While the outlook for consumer spending has worsened in recent weeks, analysts have changed their fourth-quarter cellphone sales forecasts only slightly, with a Reuters poll showing they expect a historically normal 12 percent quarter-on-quarter rise.
Surging demand for new smartphone models has driven sales growth for the cellphone industry in the past few years, recovering from a sharp downturn in 2008-2009 when the financial crisis hurt consumer spending on gadgets.
Analysts are betting on strong sales of latest models from the likes of Apple Inc, HTC Corp and Samsung Electronics Co Ltd will balance out a weaker outlook for smartphone laggards Nokia Oyj and LG Electronics Inc.
"As consumers are pushed to justify their purchases they demand more from vendors, either from a hardware perspective or experience perspective," said Gartner analyst Carolina Milanesi.
Despite fears of recession and lukewarm reviews, orders for the latest iPhone model surpassed 1 million in the first 24 hours, beating Apple's previous one-day record.
Samsung Electronics and HTC, both of which have benefited from their focus on Google Inc's Android software, have said they had a strong quarter.

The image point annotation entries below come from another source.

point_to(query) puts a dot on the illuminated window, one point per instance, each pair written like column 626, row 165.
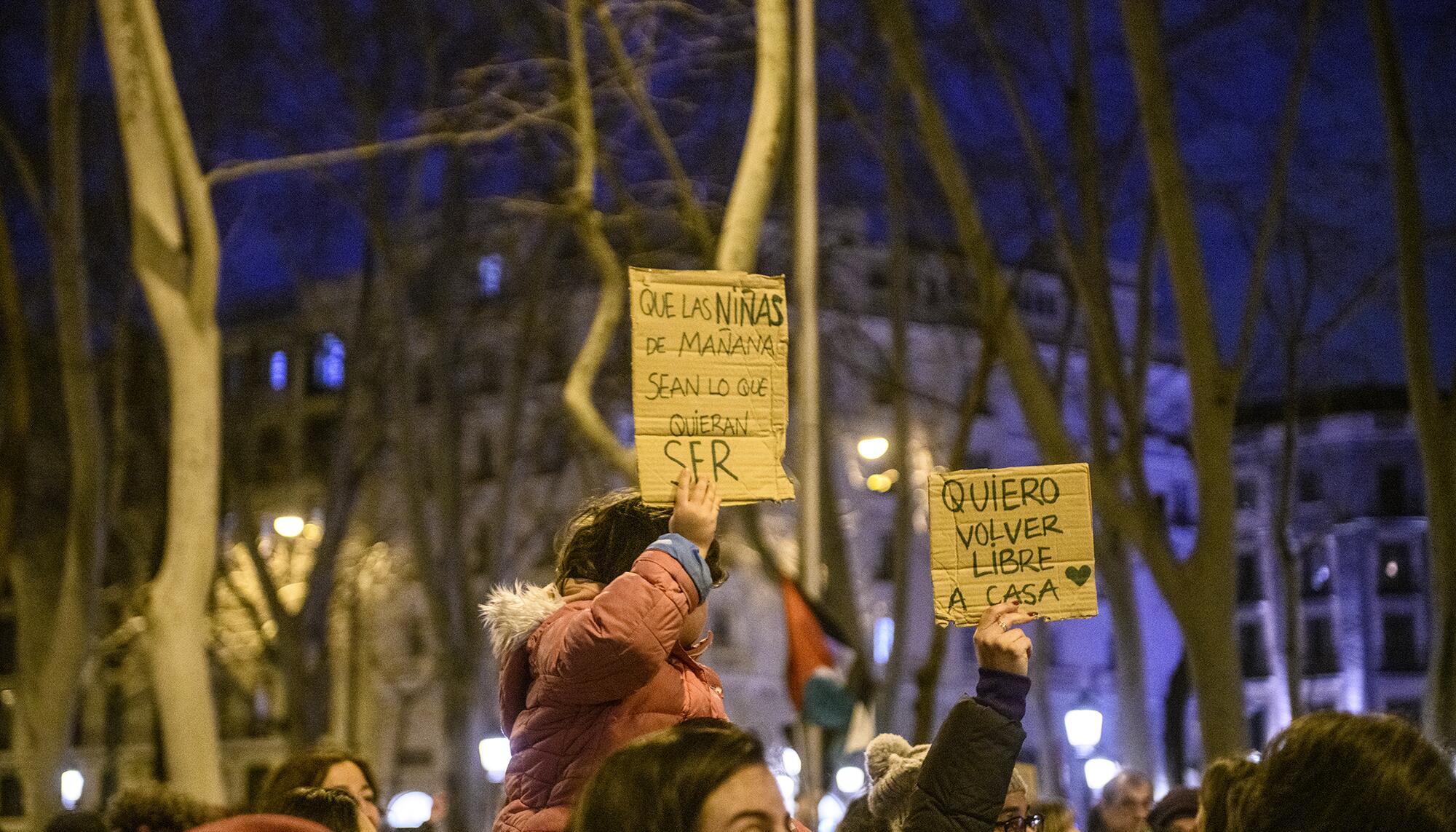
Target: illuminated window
column 1397, row 571
column 490, row 271
column 328, row 364
column 279, row 370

Samsung said on October 7 its quarterly profit should top the most bullish market forecasts, with smartphones becoming its main profit engine and establishing it as No. 1 in the segment ahead of Apple.
HTC said on October 6 its net profit rose 68 percent in the quarter as demand for its gadgets stayed strong.
MURKY CHRISTMAS
Despite expectations that new models from key vendors will drive sales in October through December, there is some concern that achieving the market's consensus forecast of 12 percent growth will be difficult given the global trend of slower gadget sales.
"Looking at Europe and North America overall, the outlook is murky," Masaru Kato, chief financial officer of Sony Corp, which makes electronics products ranging from tablet PCs to TVs, told Reuters on Tuesday.
"We don't see any reasons for optimism," he said.
Kato declined to comment on negotiations between Sony and Sweden's Ericsson in which the Japanese firm is seeking to buy out its 50:50 partner from the phonemaking venture which has struggled to make profits and has dropped to No. 9 in the global cellphone rankings.
Sony Ericsson is the first of the phone makers to report full results when it unveils numbers on October 14.
The ownership pact is up for renewal for the next five years this month, and with Sony seeking full ownership the deal could be unveiled the same day.
Analysts said the joint venture is likely to be among the worst performers in this downturn, alongside already-struggling Nokia, LG and Research In Motion Ltd.
"The other smartphone manufacturers, such as Motorola, RIM and LG, could be at the highest risk, as their decline could be further accelerated by a downturn in the market," said analyst Nick Dillon at consultancy Ovum.
Neil Mawston from Strategy Analytics said it was all about having, or not having, the right products. "Device vendors with sub-optimal product portfolios, such as RIM or Nokia, could face challenges if a mobile recession temporarily returns," he said.
"Western Europe, which is a saturated mobile market with tough economic challenges, looks the region most vulnerable to a slowdown at the moment."
Western Europe has been the last stronghold of Nokia, still the world's largest cellphone vendor by volume, but whose sales and profits have shrunk fast.
Nokia is expected to report a rare loss for the third quarter when it unveils results on October 20, but investors are also looking forward to the following week, when the firm is set to unveil its first smartphones using Microsoft Corp software.
LG, which has also been slow to refocus on smartphones, suffered five consecutive quarterly losses from handset sales and is set to report a wider loss for the September quarter later this month due to a lack of attractive high-end models.